Alas! her morbid fear of hansoms was about to be justified—at any rate, justified in her own eyes. As the machine was passing along Walham Green, it began to overtake a huge market-cart laden, fraught, and piled up with an immense cargo of spring onions from Isleworth; and just as the head of the horse of the hansom drew level with the tail of the market-cart, the off hind wheel of the cart succumbed, and a ton or more of spring onions wavered and slanted in the snowy air. The driver of the hansom did his best, but he could not prevent his horse from premature burial amid spring onions. The animal nobly resisted several hundredweight of them, and then tottered and fell and was lost to view under spring onions. The ladies screamed in concert, and discovered themselves miraculously in the roadway, unhurt, but white and breathless.
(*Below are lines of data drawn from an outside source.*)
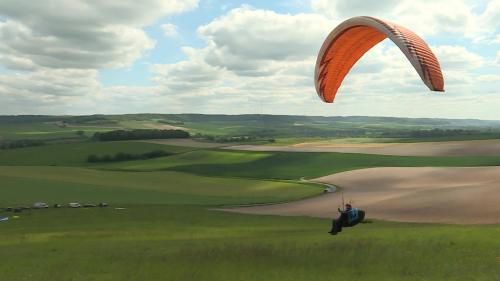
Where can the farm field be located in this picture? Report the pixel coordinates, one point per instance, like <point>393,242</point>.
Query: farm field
<point>175,242</point>
<point>168,225</point>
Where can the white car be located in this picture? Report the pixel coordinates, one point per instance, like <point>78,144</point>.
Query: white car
<point>40,205</point>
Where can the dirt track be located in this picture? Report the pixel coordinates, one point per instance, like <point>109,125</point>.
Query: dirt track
<point>449,148</point>
<point>437,195</point>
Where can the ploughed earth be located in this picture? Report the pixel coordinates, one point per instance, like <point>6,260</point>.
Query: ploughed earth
<point>448,148</point>
<point>458,195</point>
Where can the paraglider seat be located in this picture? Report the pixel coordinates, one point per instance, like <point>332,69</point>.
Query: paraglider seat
<point>355,216</point>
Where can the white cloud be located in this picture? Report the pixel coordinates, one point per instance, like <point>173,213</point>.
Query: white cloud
<point>425,17</point>
<point>79,34</point>
<point>169,30</point>
<point>256,42</point>
<point>457,58</point>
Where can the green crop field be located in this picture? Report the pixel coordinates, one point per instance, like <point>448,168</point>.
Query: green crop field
<point>24,185</point>
<point>172,242</point>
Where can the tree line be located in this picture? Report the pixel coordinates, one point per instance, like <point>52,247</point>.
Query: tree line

A constable and a knife-grinder picked them up.

The accident was more amusing than tragic, though neither Mrs. Knight nor Aunt Annie was capable of perceiving this fact. The horse emerged gallantly, unharmed, and the window of the hansom was not even cracked. The constable congratulated everyone and took down the names of the two drivers, the two ladies, and the knife-grinder. The condition of the weather fortunately, militated against the formation of a large crowd.

Quite two minutes elapsed before Aunt Annie made the horrible discovery that Love in Babylon had disappeared. Love in Babylon was smothered up in spring onions.

'Keep your nerve, madam,' said the constable, seeing signs of an emotional crisis, 'and go and stand in that barber's doorway—both of you.'

The ladies obeyed.

In due course Love in Babylon was excavated, chapter by chapter, and Aunt Annie held it safely once more, rumpled but complete.

By the luckiest chance an empty four-wheeler approached.

The sisters got into it, and Aunt Annie gave the address.

'As quick as you can,' she said to the driver, 'but do drive slowly.'



CHAPTER X

MARK SNYDER

Three-quarters of an hour later Henry might have been seen—in fact, was seen by a number of disinterested wayfarers—to enter a magnificent new block of offices and flats in Charing Cross Road. Love in Babylon was firmly gripped under his right arm. Partly this strange burden and partly the brilliant aspect of the building made him feel self-conscious and humble and rather unlike his usual calm self. For, although Henry was accustomed to offices, he was not accustomed to magnificent offices. There are offices in Lincoln's Inn Fields, offices of extreme wealth, which, were they common lodging-houses, would be instantly condemned by the County Council. Powells was such a one—and Sir George had a reputed income of twenty thousand a year. At Powells the old Dickensian tradition was kept vigorously alive by every possible means. Dirt and gloom were omnipresent. Cleanliness and ample daylight would have been deemed unbusinesslike, as revolutionary and dangerous as a typewriter. One day, in winter, Sir George had taken cold, and he had attributed his misfortune, in language which he immediately regretted, to the fact that 'that d——d woman had cleaned the windows'—probably with a damp cloth. 'That d——d woman' was the caretaker, a grey-haired person usually dressed in sackcloth, who washed herself, incidentally, while washing the stairs. At Powells, nothing but the stairs was ever put to the indignity of a bath.